In this context, the Chancellor announced a “stability, growth and public services” approach whose title, at least on the surface, resembles a typical Conservative Party budget – that is, a heavy dose of fiscal responsibility s ‘standing at £55 billion, more than is needed in my view; just over half of which must be covered by spending cuts rather than tax increases. The details, however, point to a more pragmatic approach, with economics dominating politics – a stark contrast to the approach of the last Conservative government – ​​and with the wealthy bearing a significant part of the burden for a tax-to-GDP ratio reaching its highest. high level since the Second World War.

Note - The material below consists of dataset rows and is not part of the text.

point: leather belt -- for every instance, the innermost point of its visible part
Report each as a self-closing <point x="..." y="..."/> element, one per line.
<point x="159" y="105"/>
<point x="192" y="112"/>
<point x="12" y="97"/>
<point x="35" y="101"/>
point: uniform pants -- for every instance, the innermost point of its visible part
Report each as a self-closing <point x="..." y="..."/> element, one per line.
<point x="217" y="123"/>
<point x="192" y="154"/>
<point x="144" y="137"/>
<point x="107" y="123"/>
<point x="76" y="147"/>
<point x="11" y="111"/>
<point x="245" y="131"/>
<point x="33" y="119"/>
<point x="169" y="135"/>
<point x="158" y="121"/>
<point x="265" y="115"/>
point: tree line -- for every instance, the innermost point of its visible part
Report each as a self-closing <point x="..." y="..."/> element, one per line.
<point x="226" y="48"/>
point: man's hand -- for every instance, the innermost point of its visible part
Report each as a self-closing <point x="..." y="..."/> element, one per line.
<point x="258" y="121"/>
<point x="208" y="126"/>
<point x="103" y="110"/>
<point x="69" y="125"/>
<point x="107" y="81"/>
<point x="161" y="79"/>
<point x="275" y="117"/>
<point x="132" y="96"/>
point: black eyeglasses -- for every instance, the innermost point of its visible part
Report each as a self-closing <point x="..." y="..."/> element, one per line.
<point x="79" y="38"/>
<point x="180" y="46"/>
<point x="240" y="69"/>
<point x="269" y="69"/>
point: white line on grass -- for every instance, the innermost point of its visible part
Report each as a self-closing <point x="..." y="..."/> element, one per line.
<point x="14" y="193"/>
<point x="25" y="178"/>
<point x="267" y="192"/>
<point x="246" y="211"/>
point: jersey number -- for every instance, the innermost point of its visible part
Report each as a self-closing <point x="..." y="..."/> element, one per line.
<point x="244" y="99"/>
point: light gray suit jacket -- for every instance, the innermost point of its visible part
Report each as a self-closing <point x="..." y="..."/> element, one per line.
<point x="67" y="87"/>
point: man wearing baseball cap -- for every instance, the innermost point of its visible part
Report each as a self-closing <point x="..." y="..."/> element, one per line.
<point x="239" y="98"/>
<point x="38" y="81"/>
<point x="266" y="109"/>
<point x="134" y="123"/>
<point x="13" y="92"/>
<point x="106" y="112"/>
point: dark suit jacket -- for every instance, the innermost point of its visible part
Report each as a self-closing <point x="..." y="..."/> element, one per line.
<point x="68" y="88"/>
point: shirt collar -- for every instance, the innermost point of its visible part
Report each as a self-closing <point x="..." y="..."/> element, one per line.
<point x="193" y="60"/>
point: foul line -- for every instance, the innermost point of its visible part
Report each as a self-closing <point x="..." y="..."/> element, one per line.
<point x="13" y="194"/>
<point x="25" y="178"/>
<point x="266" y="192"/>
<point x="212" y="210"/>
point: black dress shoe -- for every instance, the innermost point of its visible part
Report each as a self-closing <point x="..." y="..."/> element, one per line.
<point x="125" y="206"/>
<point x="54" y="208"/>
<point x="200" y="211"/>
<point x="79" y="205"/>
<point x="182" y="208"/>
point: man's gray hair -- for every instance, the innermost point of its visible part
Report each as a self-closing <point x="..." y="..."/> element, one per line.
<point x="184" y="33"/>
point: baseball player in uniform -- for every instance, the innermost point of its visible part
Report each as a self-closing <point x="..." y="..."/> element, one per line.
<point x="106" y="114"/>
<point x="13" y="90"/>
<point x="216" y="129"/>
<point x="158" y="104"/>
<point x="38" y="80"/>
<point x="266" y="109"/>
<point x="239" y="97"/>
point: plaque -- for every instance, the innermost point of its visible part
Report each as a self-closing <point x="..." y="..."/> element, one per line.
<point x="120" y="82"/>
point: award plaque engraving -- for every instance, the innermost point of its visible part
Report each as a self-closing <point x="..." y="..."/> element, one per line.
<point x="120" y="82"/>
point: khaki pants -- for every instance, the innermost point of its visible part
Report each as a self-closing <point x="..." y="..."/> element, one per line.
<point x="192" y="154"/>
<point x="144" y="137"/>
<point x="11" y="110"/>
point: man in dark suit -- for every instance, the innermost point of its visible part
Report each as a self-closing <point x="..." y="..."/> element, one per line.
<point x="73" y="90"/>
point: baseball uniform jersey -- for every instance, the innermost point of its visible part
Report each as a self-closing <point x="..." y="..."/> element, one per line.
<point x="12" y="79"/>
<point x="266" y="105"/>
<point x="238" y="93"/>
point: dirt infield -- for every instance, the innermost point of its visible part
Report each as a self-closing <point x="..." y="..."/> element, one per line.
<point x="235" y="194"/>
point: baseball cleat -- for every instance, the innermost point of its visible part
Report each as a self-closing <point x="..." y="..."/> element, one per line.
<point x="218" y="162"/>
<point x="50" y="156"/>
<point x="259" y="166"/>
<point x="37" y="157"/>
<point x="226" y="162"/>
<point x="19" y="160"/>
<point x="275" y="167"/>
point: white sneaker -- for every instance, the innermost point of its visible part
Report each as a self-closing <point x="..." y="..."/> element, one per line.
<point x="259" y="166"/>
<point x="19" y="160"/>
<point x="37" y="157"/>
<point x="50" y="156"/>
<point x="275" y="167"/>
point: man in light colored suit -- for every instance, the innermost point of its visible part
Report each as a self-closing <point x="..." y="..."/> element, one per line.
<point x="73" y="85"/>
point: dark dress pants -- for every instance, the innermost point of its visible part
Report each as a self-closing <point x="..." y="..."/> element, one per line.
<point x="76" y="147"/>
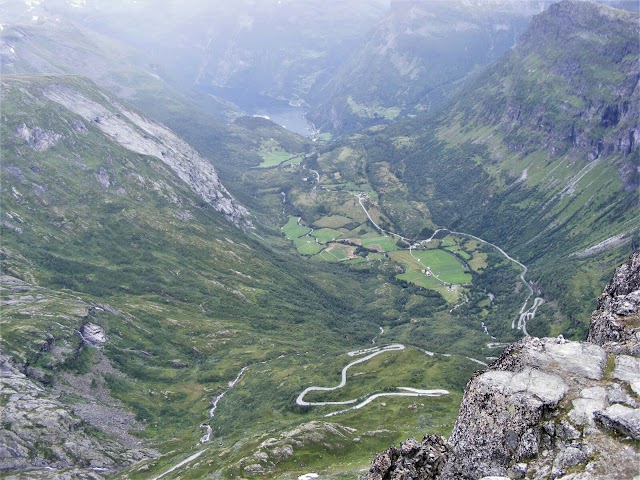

Judging by history, many of the tax measures would not have been easy for a Conservative government. This includes higher and broader taxation of windfall profits from the energy sector, reduction of the dividend allocation, extension of the coverage of the maximum rate of income tax, reduction of the annual exemption capital gains and larger corporate contributions to national insurance. . Spending cuts are delayed, with most cuts coming in the next legislature. The national living wage is increased by almost 10% while, on the expenditure side, education, health and social assistance are treated relatively favourably.

This does not mean that low income groups are not affected. Particularly because of what economists call the “tax drag,” more people will be drawn into the tax net because the minimum threshold for paying taxes remains constant at a time of higher nominal wage growth.

The real problem with a fall statement that swapped big bang measures for many smaller measures isn’t about narrow budget issues. It is much more about the high, inclusive and sustainable growth that the UK needs to meet the vast majority of its economic and financial challenges. Although the government has rightly emphasized the trio of energy investments, modernizing infrastructure and improving innovation, this is unlikely to constitute a sufficient policy package to promote productivity improvements and economic growth. required.

At a time of a slowing global economy and tighter financial conditions around the world, the government will need to closely monitor developments in the country’s growth momentum, lest its drive to restore fiscal credibility turn into excessive and self-destructive austerity. It will take more to, in the words of the Chancellor, turn the recession made in Russia into a recovery made in Britain.

His declaration will have to be followed by stronger measures to overcome the legacy of too many years of sluggish productivity and weak and insufficiently inclusive growth; redefining the UK’s international economic relations after Brexit; and to reorient the economy towards a greener and more dynamic future.

Without it, history might see it as little more than a well-meaning, but insufficient, attempt to restore dynamism and fairness to the British economy.